Avoid Azure Oauth page redirection for my AD web application

0
votes

We have hosted a windows authentication enabled application in IIS (Intranet web server). We wanted to integrate the SkypeforBusinessOnline in the application and have done the steps given https://msdn.microsoft.com/Skype/WebSDK/docs/developwebsdkappsforsfbonline.

We are able to successfully integrate Skype for Business SDK in our web application. However, the application is redirecting to the OAuth page "https://login.microsoftonline.com/common/oauth2/authorize?response_type=token&&&client_id=" as soon as the user logs in.

Is there a way to avoid this redirection and get the access token silently inside the application (using the clientid and secret key). We don't want to authenticate the user twice in our application. We tried ADAL and it doesn't help though

2
asp.netc#-4.0oauthazure-active-directoryskype-for-business

2 Answers

0
votes

I've never used the Skype for Business APIs, but I can explain why the redirect is happening and what you can try.

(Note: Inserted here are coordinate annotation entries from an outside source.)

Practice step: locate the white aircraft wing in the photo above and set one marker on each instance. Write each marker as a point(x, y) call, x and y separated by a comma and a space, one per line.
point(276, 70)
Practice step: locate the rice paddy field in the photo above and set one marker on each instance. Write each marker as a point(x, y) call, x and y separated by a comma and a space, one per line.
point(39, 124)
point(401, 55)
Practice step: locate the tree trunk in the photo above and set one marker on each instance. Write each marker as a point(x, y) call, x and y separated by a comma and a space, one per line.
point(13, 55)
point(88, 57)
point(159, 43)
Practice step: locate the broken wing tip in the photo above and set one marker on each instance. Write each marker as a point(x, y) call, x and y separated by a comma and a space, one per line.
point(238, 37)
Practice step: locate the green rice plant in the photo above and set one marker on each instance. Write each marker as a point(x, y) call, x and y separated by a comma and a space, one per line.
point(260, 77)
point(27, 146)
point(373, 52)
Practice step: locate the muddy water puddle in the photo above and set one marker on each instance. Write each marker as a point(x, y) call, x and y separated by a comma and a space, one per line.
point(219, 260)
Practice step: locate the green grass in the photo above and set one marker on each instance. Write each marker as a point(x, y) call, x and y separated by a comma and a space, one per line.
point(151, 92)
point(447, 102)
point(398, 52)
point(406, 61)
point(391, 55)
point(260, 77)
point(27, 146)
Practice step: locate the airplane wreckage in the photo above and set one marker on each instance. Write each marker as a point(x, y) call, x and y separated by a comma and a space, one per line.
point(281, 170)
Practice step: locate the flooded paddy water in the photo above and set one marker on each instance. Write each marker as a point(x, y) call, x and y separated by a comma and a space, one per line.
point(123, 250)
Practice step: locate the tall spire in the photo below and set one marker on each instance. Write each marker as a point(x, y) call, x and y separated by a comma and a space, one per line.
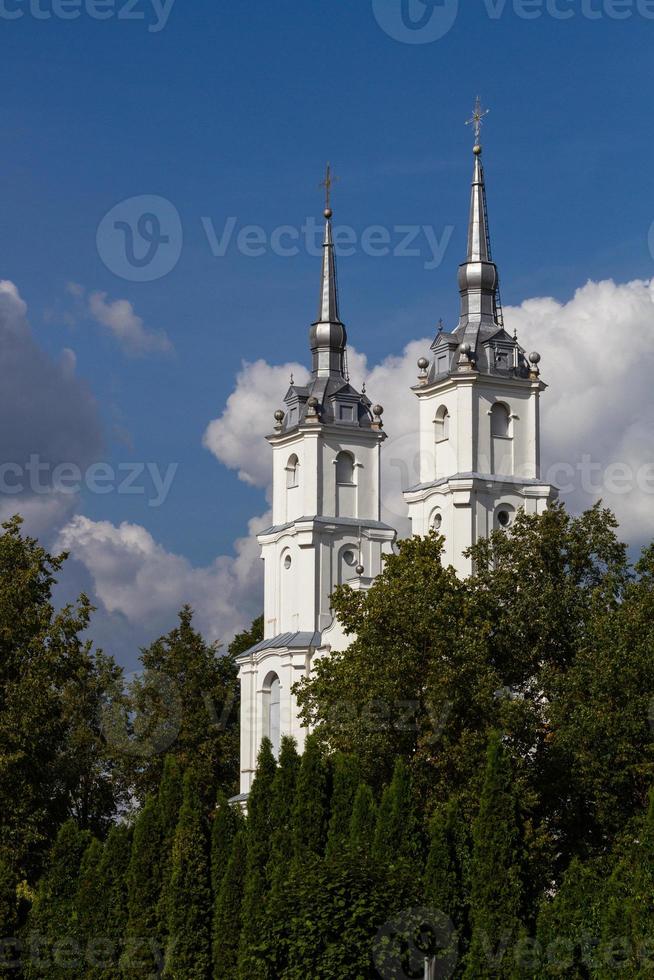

The redirect is done to log in the user with Azure Active Directory. You can do authentication differently if you wish to stay on the site, or if the user is in intranet, they can be signed in pretty much automatically through home realm discovery. The redirect still happens though.

If your app registered in Azure AD uses delegated permissions to call the API, you must do the redirect.

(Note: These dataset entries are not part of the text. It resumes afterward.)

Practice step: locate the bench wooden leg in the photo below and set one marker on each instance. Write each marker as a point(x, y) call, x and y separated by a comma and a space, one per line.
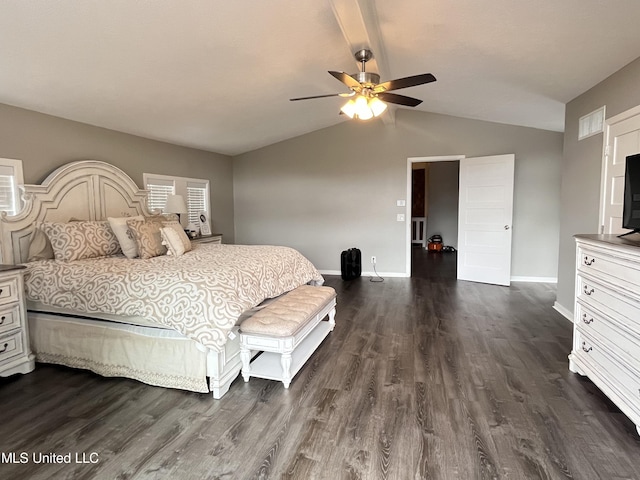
point(245, 356)
point(285, 361)
point(332, 318)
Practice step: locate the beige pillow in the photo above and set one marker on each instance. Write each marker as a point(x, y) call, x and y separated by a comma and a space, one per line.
point(125, 237)
point(146, 234)
point(39, 247)
point(172, 241)
point(176, 227)
point(83, 239)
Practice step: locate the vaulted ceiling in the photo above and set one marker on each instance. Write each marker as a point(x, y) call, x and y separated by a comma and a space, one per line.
point(218, 74)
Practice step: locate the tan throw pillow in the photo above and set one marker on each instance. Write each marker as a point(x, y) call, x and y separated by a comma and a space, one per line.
point(39, 247)
point(83, 239)
point(182, 236)
point(125, 238)
point(172, 241)
point(147, 236)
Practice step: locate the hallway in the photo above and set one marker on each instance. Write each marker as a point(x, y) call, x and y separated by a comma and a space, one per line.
point(440, 266)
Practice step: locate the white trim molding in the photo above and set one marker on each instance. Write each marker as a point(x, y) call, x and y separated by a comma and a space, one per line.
point(535, 279)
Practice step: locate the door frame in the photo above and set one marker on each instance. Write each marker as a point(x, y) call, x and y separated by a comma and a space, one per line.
point(607, 150)
point(407, 216)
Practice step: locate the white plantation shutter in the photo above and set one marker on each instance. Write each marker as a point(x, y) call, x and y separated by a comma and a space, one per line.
point(8, 200)
point(196, 200)
point(195, 192)
point(158, 189)
point(10, 177)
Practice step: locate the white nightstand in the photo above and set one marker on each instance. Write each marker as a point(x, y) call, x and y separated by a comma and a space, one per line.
point(15, 353)
point(214, 238)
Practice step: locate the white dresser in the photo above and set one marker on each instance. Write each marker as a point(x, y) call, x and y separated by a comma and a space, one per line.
point(606, 334)
point(15, 354)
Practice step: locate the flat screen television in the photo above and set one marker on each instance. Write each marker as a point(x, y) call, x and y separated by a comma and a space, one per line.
point(631, 206)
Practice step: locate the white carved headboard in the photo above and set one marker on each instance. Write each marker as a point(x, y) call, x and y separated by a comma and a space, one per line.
point(86, 190)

However, if you use application permissions, your app can call the API with its identity. Then it doesn't matter who the signed in user is, or even if a user is signed in for that matter. Authentication and authorization must be taken care of extremely well in that case.

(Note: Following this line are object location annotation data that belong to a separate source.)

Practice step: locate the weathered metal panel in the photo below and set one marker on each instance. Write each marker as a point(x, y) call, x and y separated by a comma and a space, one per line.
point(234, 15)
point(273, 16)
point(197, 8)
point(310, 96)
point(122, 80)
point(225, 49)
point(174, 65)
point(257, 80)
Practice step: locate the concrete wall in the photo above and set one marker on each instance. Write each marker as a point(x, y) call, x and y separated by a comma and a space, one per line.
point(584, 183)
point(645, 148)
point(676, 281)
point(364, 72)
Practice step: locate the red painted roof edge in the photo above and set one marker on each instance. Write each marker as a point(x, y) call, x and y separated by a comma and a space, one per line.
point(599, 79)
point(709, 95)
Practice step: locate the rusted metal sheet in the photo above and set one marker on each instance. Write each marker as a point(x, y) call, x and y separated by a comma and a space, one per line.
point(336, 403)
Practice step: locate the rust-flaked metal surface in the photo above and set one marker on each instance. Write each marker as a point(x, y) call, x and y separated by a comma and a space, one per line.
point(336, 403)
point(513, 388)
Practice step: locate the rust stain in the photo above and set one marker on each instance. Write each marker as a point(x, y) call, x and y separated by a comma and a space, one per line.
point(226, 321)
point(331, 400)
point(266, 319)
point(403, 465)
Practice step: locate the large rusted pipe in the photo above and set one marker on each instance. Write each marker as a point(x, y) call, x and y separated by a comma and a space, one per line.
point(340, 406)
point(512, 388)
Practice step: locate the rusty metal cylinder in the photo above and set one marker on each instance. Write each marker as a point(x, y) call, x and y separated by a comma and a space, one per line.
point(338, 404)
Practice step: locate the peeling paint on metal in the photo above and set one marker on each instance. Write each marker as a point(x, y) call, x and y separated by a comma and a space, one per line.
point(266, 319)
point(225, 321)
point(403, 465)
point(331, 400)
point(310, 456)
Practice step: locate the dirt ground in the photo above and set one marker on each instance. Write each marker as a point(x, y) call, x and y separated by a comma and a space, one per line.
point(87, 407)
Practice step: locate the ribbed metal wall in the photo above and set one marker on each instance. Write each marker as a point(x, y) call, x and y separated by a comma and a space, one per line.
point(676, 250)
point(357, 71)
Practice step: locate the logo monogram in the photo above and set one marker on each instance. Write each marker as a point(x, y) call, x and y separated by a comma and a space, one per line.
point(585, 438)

Skype for Business Online APIs offer some application permissions that you can grant for your application:

Skype for Business application permissions

Add them and grant them to the app. Then you should be able to get an access token from the Azure AD token endpoint with client id, client secret, and the resource URI for the Skype for Business API.

0
votes

No. It is not possible to authenticate using Azure AD without redirection. If you want the user to log in into Skype for Business, you may use you in-premise Lync server instead of Skype for Business Online. Then you can authenticate without redirection. The authentication of users with AD is one thing. The authentication of your app so that it has access to Skype for Business Online is another thing. And the latter requires a redirection.